And I can sympathize with him in this much: someday I'll probably be like him. I fully expect that in 2050 I'll be sucking on my pipe, possibly loaded with a now-legal whiskey-soaked marijuana, and lecturing my grand-nephews about how there are only really five basic sexualities that should be permissable, that these full-immersion medulodramas are merely sensory pornography that will never hold a candle to such classics as South Park: The Movie, and explaining exactly why I don't think cyborg-Americans should be allowed into the military. Such is the way of these things that I'll probably quote Hillary Clinton with respect and reverence. [1] One day I'll be a 1990's liberal--I just want to be forty years late.
In any event, McCabe was at his best when he wasn't talking politics at all. One of the essays that's stayed with me all these years was about how we never really love as much as we love the first time. He speculated that we only really had so much heart, and that after every love a little bit of ones heart belonged to that person ever after--that the next time one loved it was wiser, or kinder, or even stronger, but never again that full. While reading it, I could sense the regrets between each of the paragraphs, the strange sense of evaluation of his life that he'd scribbled down for a newspaper.

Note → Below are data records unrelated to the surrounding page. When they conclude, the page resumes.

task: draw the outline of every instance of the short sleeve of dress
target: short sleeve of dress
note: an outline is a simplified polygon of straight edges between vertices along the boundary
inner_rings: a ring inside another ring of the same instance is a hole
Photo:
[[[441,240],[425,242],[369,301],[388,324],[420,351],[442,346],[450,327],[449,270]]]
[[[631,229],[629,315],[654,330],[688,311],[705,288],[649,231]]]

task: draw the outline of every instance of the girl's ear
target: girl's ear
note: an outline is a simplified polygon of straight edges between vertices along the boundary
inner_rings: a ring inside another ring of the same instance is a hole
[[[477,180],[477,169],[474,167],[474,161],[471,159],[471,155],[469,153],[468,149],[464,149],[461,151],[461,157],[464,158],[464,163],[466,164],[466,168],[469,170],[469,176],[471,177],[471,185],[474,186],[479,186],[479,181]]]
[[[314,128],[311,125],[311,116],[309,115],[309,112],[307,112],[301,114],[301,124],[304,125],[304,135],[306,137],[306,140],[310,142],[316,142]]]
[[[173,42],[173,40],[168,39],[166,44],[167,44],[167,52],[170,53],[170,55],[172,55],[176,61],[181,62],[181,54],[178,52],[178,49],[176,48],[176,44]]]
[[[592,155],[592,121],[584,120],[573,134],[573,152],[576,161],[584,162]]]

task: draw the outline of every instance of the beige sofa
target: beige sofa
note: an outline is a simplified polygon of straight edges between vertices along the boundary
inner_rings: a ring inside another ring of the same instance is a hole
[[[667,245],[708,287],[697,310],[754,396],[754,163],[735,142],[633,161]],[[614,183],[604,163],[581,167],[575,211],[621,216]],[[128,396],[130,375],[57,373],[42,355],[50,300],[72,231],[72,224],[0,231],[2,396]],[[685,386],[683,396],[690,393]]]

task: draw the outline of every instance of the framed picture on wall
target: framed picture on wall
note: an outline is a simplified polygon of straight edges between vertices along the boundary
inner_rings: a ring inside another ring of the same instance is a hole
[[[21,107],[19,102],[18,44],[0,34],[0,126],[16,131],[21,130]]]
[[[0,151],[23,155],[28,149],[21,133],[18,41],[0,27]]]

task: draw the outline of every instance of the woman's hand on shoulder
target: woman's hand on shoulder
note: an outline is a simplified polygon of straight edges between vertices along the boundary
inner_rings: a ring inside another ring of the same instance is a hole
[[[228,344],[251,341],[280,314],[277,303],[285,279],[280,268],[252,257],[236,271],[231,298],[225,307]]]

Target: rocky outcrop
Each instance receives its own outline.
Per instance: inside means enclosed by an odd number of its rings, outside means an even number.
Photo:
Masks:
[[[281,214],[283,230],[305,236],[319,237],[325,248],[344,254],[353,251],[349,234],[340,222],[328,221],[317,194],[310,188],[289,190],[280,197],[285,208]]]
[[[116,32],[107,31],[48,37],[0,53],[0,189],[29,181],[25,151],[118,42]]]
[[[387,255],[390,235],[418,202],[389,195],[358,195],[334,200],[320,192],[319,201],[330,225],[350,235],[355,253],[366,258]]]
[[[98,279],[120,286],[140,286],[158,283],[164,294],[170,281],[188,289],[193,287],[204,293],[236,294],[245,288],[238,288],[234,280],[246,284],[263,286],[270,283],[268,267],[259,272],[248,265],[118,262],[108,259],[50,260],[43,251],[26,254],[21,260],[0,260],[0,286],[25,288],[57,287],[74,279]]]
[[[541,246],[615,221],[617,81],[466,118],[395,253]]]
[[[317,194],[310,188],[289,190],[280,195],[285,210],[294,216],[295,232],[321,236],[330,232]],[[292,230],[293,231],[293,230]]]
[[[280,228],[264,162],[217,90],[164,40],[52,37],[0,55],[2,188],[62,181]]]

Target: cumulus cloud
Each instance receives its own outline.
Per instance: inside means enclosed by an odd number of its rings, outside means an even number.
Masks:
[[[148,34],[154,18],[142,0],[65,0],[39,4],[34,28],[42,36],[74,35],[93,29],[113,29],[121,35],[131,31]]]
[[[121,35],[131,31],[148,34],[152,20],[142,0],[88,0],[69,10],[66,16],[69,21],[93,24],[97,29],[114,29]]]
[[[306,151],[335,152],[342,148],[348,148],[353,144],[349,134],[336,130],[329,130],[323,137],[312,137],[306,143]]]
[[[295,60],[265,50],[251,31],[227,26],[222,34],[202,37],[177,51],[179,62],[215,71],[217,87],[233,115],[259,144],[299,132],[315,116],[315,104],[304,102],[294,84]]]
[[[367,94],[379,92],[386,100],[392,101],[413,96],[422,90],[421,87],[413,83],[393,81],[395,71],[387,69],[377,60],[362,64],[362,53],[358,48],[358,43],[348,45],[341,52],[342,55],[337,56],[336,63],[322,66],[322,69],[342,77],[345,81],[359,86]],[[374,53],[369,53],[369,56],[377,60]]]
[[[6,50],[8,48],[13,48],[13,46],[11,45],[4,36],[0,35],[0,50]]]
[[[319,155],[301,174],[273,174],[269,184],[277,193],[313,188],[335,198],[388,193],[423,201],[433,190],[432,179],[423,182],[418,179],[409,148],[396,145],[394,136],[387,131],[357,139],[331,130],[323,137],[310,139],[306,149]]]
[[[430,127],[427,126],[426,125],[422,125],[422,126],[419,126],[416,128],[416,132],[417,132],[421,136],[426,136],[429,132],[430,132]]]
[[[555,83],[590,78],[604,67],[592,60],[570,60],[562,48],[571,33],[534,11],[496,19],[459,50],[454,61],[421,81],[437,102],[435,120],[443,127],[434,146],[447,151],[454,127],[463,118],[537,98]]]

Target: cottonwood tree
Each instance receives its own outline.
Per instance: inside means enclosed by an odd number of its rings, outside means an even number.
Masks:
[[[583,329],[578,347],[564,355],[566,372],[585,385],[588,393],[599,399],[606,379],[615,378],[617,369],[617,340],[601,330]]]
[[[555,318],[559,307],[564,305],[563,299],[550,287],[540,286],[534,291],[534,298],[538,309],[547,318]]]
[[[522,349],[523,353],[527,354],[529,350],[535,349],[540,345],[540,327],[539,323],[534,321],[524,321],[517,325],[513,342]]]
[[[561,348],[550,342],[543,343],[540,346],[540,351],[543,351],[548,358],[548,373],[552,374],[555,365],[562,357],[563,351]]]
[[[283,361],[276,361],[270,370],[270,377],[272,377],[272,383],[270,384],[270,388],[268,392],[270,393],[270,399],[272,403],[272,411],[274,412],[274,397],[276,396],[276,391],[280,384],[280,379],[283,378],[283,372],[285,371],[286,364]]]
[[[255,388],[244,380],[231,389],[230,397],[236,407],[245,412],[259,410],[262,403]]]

But it's been ten years since I've read any of his books, and finding them out of print has been a challenge. What I remember is a book by a man who was kind, honest and somewhat elegant and very, very different. I honestly can't tell you if I'll like them when the page is in front of me and they're not filtered through memory, but I'm looking forward to finding out again.
[1] And not just to say, "My husband is the victim of a vast right-wing conspiracy."